Design Discipline Convergence Continues with the CR-8000 2017 Release
If you haven’t noticed, the electronic design process is evolving with the rise of Model-Based Systems Engineering (MBSE) and the demands of the Internet of Things (IoT). The standard 2D single board PCB design process can’t keep up with the demands of system-level design required by today’s more complex products. At the detailed design phase, we are seeing design discipline convergence where the boards and the enclosure are viewed as a single system. At the product level design phase, we are seeing the insertion of an MBSE and architecture design phase. The basic detailed design to manufacturing process isn’t cutting it. So while detailed design is converging, the design process is expanding.
Supporting system-level design abstraction
The standard 2D single board PCB design process is being replaced by a 3D multi-board design process; a multi-board product can be designed as a single system.

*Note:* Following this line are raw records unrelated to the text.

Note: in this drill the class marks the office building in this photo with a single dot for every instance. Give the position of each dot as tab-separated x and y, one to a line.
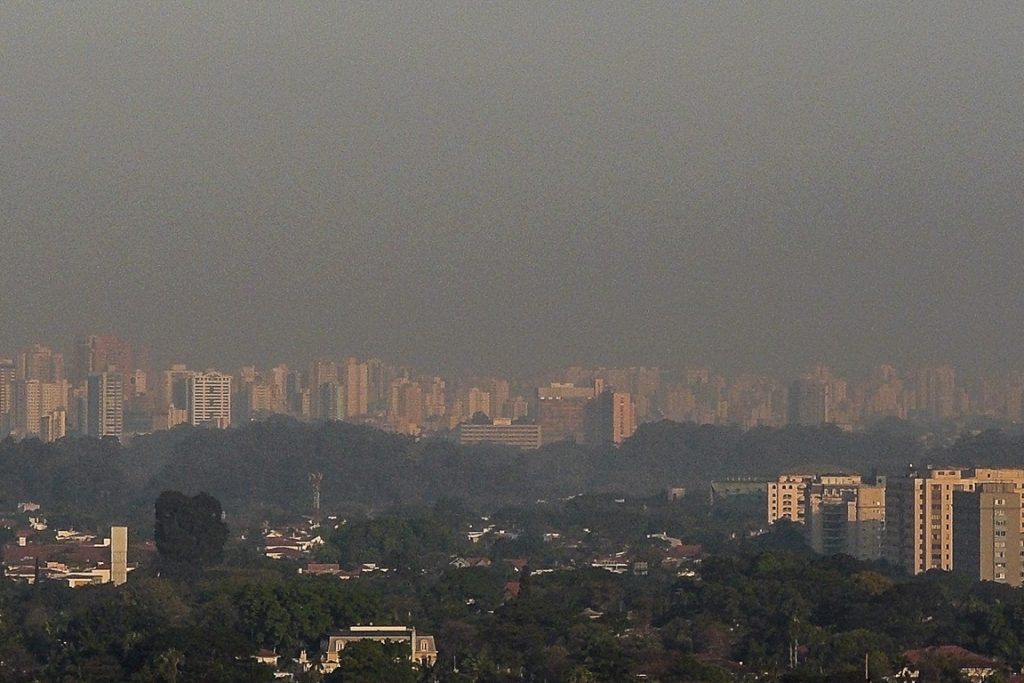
209	399
102	353
104	404
502	431
356	388
119	555
920	526
40	364
609	418
987	539
808	402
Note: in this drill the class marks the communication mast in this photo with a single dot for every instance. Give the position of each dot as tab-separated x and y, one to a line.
315	478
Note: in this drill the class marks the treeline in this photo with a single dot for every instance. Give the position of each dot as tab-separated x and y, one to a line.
769	614
262	470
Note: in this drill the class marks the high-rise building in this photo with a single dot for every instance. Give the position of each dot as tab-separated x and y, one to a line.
987	534
322	373
8	373
174	387
41	364
119	555
808	402
846	515
476	400
331	401
920	525
937	392
104	404
102	353
209	399
609	418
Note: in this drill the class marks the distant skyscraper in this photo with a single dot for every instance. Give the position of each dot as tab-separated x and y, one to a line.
8	373
174	387
809	401
331	401
104	404
356	388
209	399
42	364
102	353
937	391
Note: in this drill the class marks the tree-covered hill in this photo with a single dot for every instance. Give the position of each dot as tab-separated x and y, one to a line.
263	468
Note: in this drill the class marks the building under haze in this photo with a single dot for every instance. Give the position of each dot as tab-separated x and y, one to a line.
609	418
987	534
104	404
808	402
502	431
921	519
209	399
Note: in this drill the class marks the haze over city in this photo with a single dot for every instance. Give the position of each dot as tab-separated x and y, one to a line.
511	187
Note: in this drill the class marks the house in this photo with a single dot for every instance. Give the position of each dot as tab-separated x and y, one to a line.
422	649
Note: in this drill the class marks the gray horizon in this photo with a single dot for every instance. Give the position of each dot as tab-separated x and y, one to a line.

At the same time, the MCAD design process is converging with the new PCB design process. This short video of Zuken’s CR-8000 PCB design platform demonstrates that convergence and it is worth a quick look. If you are still using a 2D design flow, this is essentially the next generation PCB design platform. The term “platform” seems much more appropriate than “tool” when we consider this is moving towards system-level design rather than simply one PCB at a time. The video nicely illustrates that at the detailed design phase, the design disciplines are converging and the design silos are being removed.
Earlier I mentioned the design process expansion with MBSE and architecture design. More on the MBSE design process expansion in a later post. For now, let’s look at the architecture design phase. You may not be aware, but the CR-8000 platform contains a hardware architecture design solution that fits nicely between MBSE and detailed design. The architecture design platform, System Planner, provides all the elements to design a multi-board system with consideration for mechanical fit, cost, weight and much more. This is another example of the design discipline convergence that was discussed above regarding detailed design. The architecture design phase supports a system-level design abstraction, as does the 3D multi-board detailed design process described above. Given this system-level approach, the architecture and detailed design tools can share data – major productivity benefit.

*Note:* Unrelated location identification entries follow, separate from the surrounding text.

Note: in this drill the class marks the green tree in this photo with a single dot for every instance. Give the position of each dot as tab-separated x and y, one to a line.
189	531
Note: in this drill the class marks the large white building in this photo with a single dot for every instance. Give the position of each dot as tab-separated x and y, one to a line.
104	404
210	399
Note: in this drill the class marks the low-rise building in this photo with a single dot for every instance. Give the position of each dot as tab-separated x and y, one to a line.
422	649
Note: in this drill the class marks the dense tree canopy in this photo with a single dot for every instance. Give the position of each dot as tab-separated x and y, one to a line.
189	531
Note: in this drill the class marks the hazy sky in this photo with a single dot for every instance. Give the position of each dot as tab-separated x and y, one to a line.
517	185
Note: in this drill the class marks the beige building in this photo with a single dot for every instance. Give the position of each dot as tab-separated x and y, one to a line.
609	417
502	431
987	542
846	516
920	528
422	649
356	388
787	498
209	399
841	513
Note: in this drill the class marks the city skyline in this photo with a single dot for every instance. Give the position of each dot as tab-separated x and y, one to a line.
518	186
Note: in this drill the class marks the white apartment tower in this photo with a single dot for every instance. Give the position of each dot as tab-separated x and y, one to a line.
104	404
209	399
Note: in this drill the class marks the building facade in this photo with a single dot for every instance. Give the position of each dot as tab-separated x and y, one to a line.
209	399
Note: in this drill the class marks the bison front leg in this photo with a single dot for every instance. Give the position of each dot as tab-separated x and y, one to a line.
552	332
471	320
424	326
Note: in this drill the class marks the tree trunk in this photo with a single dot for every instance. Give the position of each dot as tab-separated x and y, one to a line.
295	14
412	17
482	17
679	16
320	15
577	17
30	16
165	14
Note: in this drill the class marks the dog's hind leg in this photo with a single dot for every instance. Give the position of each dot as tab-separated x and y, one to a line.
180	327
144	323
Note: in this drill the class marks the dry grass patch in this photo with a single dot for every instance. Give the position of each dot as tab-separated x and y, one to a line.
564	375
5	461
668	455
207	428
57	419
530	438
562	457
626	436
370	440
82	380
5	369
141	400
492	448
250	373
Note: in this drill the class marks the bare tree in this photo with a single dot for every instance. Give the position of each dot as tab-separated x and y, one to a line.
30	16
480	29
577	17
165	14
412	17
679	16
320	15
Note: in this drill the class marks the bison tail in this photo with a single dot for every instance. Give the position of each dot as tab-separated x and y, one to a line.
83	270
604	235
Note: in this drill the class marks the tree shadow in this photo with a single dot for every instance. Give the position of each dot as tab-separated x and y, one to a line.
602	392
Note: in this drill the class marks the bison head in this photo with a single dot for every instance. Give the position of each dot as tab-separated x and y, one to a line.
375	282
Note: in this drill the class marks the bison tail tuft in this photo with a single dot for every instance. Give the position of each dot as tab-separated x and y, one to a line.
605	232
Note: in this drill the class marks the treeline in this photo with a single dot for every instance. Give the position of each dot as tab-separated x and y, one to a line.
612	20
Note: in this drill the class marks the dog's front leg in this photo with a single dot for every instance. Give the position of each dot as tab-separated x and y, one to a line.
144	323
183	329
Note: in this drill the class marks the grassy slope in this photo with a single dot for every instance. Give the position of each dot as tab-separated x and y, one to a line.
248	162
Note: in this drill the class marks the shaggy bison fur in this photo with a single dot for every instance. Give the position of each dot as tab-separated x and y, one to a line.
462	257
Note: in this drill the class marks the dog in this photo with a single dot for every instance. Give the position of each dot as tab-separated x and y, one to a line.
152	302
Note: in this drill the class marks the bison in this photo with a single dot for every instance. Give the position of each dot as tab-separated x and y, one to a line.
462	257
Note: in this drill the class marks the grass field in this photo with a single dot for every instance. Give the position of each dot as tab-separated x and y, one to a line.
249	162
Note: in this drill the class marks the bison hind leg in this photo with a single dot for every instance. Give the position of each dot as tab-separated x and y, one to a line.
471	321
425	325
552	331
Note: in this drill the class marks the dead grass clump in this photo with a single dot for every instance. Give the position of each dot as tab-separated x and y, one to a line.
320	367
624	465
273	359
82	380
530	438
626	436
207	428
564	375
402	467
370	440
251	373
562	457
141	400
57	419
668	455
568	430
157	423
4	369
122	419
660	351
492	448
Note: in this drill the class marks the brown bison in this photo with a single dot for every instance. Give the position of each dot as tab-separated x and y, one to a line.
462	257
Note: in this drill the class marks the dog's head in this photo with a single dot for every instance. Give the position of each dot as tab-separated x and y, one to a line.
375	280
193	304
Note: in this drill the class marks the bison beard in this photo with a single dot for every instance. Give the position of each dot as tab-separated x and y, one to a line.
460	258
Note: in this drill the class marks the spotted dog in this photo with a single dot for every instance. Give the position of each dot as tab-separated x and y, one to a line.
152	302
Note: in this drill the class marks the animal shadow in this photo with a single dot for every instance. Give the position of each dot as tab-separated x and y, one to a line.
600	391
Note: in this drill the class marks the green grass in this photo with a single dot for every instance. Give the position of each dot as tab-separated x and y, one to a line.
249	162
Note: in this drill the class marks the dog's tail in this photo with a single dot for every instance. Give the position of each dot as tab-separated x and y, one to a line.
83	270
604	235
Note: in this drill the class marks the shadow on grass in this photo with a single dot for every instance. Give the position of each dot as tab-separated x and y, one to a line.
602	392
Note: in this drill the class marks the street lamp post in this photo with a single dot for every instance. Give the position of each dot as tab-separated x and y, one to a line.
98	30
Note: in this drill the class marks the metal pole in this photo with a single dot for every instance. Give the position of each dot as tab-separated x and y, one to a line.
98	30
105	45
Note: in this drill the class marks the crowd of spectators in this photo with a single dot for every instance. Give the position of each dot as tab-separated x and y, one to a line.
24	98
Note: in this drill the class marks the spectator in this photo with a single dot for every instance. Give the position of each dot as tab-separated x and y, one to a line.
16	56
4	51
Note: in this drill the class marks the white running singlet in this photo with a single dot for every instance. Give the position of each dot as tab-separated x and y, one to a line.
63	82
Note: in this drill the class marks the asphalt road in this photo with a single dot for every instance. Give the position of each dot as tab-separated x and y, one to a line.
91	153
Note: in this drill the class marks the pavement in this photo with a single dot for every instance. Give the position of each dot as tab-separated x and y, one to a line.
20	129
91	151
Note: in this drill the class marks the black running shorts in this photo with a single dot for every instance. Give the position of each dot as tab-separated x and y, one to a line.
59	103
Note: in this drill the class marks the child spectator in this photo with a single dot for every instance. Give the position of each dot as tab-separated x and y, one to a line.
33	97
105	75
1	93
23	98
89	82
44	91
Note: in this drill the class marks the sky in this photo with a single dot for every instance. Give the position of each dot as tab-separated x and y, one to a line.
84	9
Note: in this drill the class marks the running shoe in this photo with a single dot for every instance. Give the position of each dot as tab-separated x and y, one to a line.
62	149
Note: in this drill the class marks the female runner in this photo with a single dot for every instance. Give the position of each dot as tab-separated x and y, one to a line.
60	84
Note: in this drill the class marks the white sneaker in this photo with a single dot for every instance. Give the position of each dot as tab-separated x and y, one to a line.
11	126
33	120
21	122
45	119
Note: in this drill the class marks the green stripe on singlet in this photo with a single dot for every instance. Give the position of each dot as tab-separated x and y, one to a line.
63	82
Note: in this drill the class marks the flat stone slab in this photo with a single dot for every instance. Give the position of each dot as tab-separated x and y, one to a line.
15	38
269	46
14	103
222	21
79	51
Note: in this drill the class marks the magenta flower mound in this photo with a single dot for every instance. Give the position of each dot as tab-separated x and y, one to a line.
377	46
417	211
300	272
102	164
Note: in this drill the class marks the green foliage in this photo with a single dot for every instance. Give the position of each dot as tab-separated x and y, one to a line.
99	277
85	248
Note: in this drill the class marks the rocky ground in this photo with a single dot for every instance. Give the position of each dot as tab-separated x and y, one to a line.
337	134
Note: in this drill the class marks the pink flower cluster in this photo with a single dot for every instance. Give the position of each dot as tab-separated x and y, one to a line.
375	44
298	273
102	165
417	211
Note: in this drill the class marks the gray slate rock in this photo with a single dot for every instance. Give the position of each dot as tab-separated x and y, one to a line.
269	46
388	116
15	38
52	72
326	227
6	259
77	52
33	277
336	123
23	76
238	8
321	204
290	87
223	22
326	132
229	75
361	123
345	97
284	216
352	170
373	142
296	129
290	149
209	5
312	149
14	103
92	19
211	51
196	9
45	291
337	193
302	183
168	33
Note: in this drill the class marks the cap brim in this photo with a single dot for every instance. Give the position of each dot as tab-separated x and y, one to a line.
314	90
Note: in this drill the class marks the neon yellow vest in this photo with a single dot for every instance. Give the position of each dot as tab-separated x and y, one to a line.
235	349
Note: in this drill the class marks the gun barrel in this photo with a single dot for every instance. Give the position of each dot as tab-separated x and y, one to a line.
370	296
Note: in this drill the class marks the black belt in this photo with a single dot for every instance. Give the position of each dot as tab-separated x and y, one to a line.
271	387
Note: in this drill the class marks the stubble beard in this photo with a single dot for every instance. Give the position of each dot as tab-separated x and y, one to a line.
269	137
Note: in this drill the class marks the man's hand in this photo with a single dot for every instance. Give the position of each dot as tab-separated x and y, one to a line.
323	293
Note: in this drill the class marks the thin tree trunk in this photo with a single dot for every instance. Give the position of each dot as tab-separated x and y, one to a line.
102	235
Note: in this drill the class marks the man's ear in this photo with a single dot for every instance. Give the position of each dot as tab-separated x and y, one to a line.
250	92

Connecting electrical and electronic design domains
Now to the 2017 release of CR-8000 and more design discipline convergence. CR-8000’s hardware architecture design solution was originally built as a multi-discipline architecture design tool for electronic design (i.e., PCB-based systems). Now with the release of 2017, that bridge between electrical and electronic design has been built. Boards can now be connected by wire harnesses, (see figure 1) opening the door for more complex system-level design.
Figure 1 illustrates how PCBs can be connected with a flex board or a wire harness. At the system architecture level, CR-8000 can now span electrical and electronic design domains. As products become more complex, we are going to see an increasing need for architecture design tools. The risk of entering detailed design without a sound and verified architecture is too high.
Now the really cool part…after you have optimized your PCB and wire harness architecture, your results move effortlessly into the detailed design tools. One of the biggest obstacles to the adoption of architecture design tools was the need to re-enter the design data into the detailed design tools. That obstacle has been removed. The wire harness design moves into the E3.series product for detailed design, while the PCBs move into CR-8000 Design Force for detailed design.
Gone are the days of working in silos
In conclusion, the growing need for a system-level design abstraction is driving the design discipline convergence. The cross-discipline dependencies are too significant to address with traditional silo-based methodologies. So the adoption of the next generation design process is being driven by the demand for a system-level design abstraction.